The guide
What is ghost mannequin photography?
Ghost mannequin photography shows a piece of clothing with its real, three-dimensional shape — but no model and no mannequin in sight. The garment looks filled out, like an invisible person is wearing it. Shoppers see the neckline, the cuffs, the drape, and how the piece actually sits. That's why it's the default for apparel listings on Shopify, Amazon, and every serious ecommerce store.
The traditional way to get it is fiddly. You dress a mannequin, shoot it, shoot the inner neck label separately, then composite the two in Photoshop and erase the mannequin. Done well, it looks clean and consistent. Done at volume, it's slow and expensive — a studio day, a stylist, and a retoucher for every batch.
Dreem skips the mannequin entirely. You upload a flat shot of the garment. The AI builds the invisible-mannequin version — shape, depth, and interior — and hands it back ready for your product page.
When to use ghost mannequin vs. flat lay
Both have a place.
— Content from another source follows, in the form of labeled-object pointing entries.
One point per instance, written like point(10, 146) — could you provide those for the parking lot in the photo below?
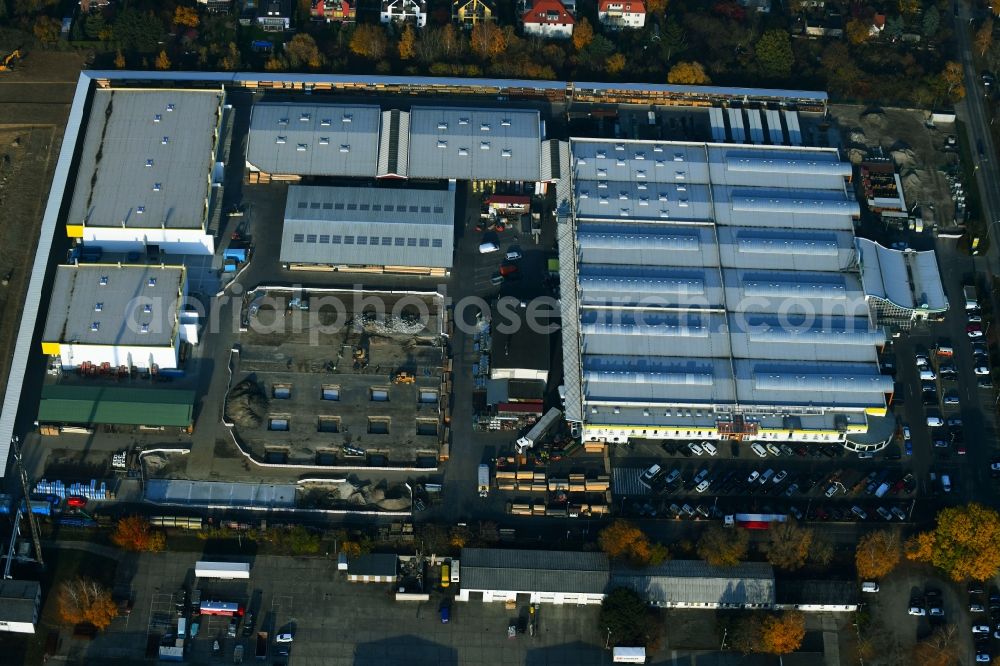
point(344, 623)
point(808, 482)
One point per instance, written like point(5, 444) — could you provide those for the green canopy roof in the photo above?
point(86, 405)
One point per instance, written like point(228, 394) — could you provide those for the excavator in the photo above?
point(8, 61)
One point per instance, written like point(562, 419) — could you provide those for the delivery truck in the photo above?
point(484, 480)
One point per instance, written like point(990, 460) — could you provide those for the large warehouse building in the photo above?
point(289, 141)
point(113, 316)
point(717, 294)
point(147, 170)
point(365, 229)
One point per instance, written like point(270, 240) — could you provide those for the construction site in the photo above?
point(341, 379)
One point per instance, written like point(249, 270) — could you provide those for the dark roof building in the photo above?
point(373, 568)
point(20, 601)
point(547, 576)
point(697, 584)
point(816, 595)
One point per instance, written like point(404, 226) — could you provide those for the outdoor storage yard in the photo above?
point(335, 378)
point(918, 152)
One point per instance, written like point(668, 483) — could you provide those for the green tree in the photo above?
point(673, 40)
point(931, 22)
point(894, 27)
point(773, 53)
point(138, 31)
point(626, 619)
point(47, 29)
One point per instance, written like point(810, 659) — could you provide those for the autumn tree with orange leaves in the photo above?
point(622, 540)
point(134, 533)
point(488, 40)
point(965, 543)
point(877, 554)
point(186, 16)
point(83, 600)
point(773, 634)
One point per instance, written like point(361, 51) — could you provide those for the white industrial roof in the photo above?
point(368, 226)
point(147, 159)
point(105, 304)
point(906, 278)
point(314, 139)
point(475, 144)
point(761, 280)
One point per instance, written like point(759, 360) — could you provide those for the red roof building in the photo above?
point(548, 18)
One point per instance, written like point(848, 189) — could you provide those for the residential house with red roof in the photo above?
point(334, 11)
point(618, 14)
point(548, 18)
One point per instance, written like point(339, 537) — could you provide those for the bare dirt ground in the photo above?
point(34, 104)
point(916, 149)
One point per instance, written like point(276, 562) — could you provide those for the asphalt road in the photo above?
point(973, 111)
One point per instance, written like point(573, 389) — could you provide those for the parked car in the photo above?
point(649, 477)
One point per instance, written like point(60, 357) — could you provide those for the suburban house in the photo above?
point(275, 15)
point(334, 10)
point(618, 14)
point(400, 11)
point(548, 18)
point(468, 13)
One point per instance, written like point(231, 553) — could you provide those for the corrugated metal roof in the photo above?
point(99, 405)
point(475, 144)
point(908, 279)
point(373, 564)
point(23, 345)
point(368, 226)
point(773, 204)
point(788, 165)
point(122, 305)
point(696, 582)
point(534, 571)
point(625, 482)
point(394, 144)
point(147, 159)
point(314, 139)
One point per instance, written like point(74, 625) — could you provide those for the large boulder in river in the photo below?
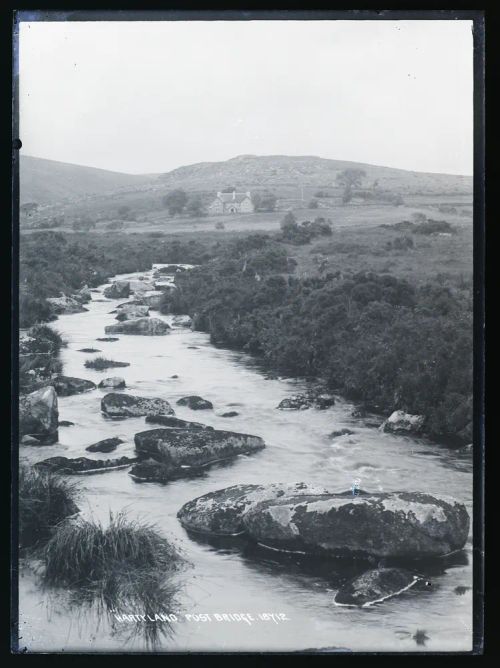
point(192, 448)
point(175, 423)
point(398, 524)
point(140, 286)
point(83, 464)
point(107, 445)
point(132, 312)
point(142, 326)
point(65, 305)
point(152, 300)
point(400, 422)
point(115, 383)
point(118, 405)
point(195, 403)
point(182, 321)
point(65, 386)
point(295, 402)
point(39, 415)
point(375, 586)
point(221, 513)
point(117, 290)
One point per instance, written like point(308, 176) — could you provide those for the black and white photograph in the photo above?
point(246, 415)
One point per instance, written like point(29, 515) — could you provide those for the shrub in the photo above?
point(45, 499)
point(100, 363)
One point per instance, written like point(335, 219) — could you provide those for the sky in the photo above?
point(144, 97)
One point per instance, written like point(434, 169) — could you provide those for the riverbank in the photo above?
point(299, 446)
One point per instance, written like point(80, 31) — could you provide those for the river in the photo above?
point(224, 579)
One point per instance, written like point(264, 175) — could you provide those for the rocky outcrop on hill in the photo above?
point(375, 586)
point(66, 386)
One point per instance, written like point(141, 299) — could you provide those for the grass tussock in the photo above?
point(100, 363)
point(123, 568)
point(45, 500)
point(84, 552)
Pick by what the shopper needs to see.

Ghost mannequin
When fit and structure sell the piece.
- Tops, knits, hoodies, jackets, dresses — anything where shape on a body is the point
- Shows the neckline, cuffs, and drape the way they'll actually sit
- Answers "how will this hang on me?" without booking a model

Flat lay
When the design is the story.
- T-shirt graphics and flat-pack basics often read fine laid flat
- Faster and cheaper to produce
- All some categories — like accessories — really need
Most apparel stores run both: flat lay for the quick catalog grid, ghost mannequin for the hero shot on the product page. If you're choosing one to lead with, lead with the one that shows fit.
What ghost mannequin AI gets right — and where it doesn't
Here's the honest version, because overselling helps no one.
Strong today
- Shape, drape, and how the garment actually sits
- Consistency — a hundred SKUs come back looking like one store
- Turnaround in minutes, so restocks never wait on a studio
Still improving
- Fine logo detail — check the output if a crisp logo is the hero of the shot
- Highly reflective or metallic surfaces
- When that detail matters, review before it goes live — we'd rather say so up front
For the bulk of an apparel catalog, though, the math is hard to argue with. Traditional ghost mannequin photography runs roughly $50 to $200 per image once you add up studio, stylist, and retouching. With Dreem, per-image cost lands in the low single digits, and the turnaround is the time it takes to upload a file.